Burn meat to the bowl
By VicentaLakin
“The winter comes, winter comes, big meat is eaten and safe, and the winter is cold in the north, and it is customary to eat meat to supplement the heat. It's a roast bowl, then steam, and it tastes soft。
Recipe Recommendations
- pig hind legs 4 pieces
- onion appropriate amount
- Jiang appropriate amount
- Flavor Delta's best oyster sauce 1 scoop
- June Fresh Premium Soy Sauce 2 tablespoons
- Taste Damei's best cooking wine 1 scoop
- salty fragrance
- steamed
- several hours
- senior
Steps for Burn meat to the bowl

1
The back leg is cold, the onions of ginger and wine, the fires are boiled, and the beaming with a spoon.
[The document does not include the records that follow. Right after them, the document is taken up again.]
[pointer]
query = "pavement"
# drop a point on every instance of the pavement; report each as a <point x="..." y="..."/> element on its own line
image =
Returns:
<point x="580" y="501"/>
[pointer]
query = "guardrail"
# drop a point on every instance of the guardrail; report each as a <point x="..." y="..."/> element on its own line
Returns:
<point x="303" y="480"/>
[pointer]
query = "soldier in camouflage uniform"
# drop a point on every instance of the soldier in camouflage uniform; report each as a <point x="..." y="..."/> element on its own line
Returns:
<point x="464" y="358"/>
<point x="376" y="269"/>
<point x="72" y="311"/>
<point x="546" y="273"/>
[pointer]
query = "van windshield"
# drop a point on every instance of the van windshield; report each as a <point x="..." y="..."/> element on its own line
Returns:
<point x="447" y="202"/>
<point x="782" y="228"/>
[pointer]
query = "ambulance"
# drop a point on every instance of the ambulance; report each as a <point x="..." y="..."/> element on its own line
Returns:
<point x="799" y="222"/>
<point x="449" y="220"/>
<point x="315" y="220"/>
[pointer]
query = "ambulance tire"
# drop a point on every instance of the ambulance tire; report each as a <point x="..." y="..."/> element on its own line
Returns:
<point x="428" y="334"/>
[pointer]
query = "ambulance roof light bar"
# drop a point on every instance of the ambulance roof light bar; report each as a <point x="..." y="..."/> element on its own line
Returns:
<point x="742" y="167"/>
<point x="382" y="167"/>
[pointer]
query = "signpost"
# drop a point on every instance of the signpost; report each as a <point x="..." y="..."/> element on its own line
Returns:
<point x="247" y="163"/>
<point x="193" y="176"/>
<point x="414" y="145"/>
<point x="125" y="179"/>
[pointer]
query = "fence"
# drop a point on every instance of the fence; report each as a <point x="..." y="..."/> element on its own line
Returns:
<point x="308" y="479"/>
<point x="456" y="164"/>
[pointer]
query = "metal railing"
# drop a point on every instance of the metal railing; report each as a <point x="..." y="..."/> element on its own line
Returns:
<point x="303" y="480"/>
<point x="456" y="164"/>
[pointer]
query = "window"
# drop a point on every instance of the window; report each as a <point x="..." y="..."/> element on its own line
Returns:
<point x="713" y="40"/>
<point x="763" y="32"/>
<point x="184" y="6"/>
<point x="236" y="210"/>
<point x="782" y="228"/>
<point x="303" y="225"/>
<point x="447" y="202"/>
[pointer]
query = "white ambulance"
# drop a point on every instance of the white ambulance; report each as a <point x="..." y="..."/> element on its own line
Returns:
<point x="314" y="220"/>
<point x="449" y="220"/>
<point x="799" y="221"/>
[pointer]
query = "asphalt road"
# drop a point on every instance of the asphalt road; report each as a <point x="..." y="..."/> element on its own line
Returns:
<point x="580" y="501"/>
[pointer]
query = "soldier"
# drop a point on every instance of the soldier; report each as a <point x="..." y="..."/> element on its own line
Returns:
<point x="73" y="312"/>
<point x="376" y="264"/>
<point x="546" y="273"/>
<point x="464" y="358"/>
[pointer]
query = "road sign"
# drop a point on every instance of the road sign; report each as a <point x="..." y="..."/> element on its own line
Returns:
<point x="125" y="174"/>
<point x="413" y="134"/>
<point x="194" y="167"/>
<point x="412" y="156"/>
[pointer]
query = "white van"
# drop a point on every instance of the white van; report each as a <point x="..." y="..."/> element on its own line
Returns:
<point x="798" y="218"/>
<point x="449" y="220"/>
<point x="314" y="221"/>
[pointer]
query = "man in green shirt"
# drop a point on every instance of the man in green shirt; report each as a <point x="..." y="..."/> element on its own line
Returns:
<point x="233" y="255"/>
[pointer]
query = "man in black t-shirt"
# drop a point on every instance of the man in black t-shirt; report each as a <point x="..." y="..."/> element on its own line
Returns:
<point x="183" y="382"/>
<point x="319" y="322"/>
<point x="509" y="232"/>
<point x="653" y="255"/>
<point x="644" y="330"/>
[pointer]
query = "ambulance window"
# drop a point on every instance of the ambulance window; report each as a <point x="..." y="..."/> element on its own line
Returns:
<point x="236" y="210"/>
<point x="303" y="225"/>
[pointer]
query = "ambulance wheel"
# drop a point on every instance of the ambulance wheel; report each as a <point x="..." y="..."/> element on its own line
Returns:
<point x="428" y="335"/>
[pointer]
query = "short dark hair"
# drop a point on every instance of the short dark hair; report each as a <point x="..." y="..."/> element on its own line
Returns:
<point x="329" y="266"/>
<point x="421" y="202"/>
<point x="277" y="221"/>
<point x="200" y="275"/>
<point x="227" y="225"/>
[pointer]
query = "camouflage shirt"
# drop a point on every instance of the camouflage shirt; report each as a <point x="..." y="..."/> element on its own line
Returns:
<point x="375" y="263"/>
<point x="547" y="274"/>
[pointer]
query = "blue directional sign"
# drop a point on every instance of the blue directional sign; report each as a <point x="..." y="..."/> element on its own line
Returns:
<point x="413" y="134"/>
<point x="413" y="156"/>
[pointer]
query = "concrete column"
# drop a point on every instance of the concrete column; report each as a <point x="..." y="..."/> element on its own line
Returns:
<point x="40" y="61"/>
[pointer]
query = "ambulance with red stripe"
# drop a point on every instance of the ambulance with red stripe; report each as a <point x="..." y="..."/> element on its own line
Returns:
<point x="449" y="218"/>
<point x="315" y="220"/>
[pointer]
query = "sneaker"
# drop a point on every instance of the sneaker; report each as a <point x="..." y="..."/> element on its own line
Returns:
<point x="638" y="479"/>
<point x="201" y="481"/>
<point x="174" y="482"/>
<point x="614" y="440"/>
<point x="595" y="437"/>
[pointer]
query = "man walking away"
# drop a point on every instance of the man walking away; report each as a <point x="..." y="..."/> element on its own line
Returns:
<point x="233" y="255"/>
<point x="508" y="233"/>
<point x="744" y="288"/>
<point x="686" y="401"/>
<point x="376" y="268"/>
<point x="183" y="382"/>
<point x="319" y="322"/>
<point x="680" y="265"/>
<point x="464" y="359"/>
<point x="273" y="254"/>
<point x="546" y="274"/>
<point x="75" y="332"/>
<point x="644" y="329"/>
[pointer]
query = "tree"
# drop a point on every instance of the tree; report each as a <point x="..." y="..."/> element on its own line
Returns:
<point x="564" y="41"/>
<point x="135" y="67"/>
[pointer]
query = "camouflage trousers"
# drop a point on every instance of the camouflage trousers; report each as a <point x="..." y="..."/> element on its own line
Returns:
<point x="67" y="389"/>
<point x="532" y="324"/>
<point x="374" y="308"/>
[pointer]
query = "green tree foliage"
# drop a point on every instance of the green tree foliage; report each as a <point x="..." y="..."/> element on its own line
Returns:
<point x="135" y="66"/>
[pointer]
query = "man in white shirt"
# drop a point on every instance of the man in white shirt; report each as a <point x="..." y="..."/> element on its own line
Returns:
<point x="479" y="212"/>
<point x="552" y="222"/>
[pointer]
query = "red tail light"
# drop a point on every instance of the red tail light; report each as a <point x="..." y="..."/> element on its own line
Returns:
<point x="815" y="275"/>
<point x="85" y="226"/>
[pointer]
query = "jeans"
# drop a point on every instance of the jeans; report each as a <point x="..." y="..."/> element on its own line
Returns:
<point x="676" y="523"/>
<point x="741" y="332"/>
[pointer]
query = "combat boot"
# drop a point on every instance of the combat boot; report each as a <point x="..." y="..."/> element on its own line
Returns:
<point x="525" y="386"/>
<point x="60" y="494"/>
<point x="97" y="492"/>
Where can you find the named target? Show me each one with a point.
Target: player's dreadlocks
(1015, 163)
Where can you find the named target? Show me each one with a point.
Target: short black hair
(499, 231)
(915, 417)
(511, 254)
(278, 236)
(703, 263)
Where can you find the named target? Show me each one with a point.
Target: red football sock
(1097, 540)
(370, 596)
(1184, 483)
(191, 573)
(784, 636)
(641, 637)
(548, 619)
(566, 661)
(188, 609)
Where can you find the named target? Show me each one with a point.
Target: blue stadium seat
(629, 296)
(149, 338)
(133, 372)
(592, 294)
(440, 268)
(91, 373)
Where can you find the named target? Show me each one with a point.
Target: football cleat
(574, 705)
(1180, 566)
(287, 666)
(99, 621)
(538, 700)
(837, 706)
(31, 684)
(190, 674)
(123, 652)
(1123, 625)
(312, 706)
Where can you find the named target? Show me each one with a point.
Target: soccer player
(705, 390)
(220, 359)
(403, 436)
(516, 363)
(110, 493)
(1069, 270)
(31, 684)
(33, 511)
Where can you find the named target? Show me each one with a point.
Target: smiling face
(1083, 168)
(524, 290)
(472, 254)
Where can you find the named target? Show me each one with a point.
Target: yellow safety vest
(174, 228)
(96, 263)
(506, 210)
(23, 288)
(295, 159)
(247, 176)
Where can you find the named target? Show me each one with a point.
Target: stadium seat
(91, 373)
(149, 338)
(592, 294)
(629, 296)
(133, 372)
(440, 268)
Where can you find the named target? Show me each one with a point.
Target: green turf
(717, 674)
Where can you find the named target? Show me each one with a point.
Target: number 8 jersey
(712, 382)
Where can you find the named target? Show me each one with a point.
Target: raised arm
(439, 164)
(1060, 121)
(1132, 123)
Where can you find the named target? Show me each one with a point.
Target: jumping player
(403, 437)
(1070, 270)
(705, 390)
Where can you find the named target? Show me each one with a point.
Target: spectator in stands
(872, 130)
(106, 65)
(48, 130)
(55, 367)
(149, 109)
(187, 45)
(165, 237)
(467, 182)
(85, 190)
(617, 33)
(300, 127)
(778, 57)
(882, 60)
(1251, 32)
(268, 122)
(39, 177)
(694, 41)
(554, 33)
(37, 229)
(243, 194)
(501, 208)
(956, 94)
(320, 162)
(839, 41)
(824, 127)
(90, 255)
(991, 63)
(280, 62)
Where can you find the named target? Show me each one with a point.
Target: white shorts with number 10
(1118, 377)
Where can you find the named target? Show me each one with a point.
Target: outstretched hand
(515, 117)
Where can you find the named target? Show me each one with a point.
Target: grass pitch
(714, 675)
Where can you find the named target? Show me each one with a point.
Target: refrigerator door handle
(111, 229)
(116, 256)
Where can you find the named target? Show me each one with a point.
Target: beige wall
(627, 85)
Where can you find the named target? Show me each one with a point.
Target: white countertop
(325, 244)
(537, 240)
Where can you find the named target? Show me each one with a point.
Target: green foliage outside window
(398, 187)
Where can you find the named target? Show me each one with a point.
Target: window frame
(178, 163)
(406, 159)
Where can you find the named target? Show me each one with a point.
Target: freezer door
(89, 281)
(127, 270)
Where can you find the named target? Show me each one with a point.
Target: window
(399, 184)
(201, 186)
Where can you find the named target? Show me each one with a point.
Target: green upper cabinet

Put salt on it, make a little fire and cook the meat for an hour。
2
Roasted meat to yellow, bubbled in water, spare。
3
Boiled meat, cold water, clean. Piggy Zack, as much as possible. Kitchen towels suck out surface moisture, fried meat。
4
Scratches。
5
The bowls are filled with tame oil, fresh June sauce, water, etc。
6
The meat skin goes down to the bottom of the bowl, pours juice, put onions on the film, puts it in the pressure pan, and the water steams for 45 minutes。
7
Steam meat pours out the soup juice and then pulls it in. The soup is soaked to sticky, and is available on meat。Burn meat to the bowl Make Tips
The meat must be dried as much as possible to prevent the oil crash and be safe。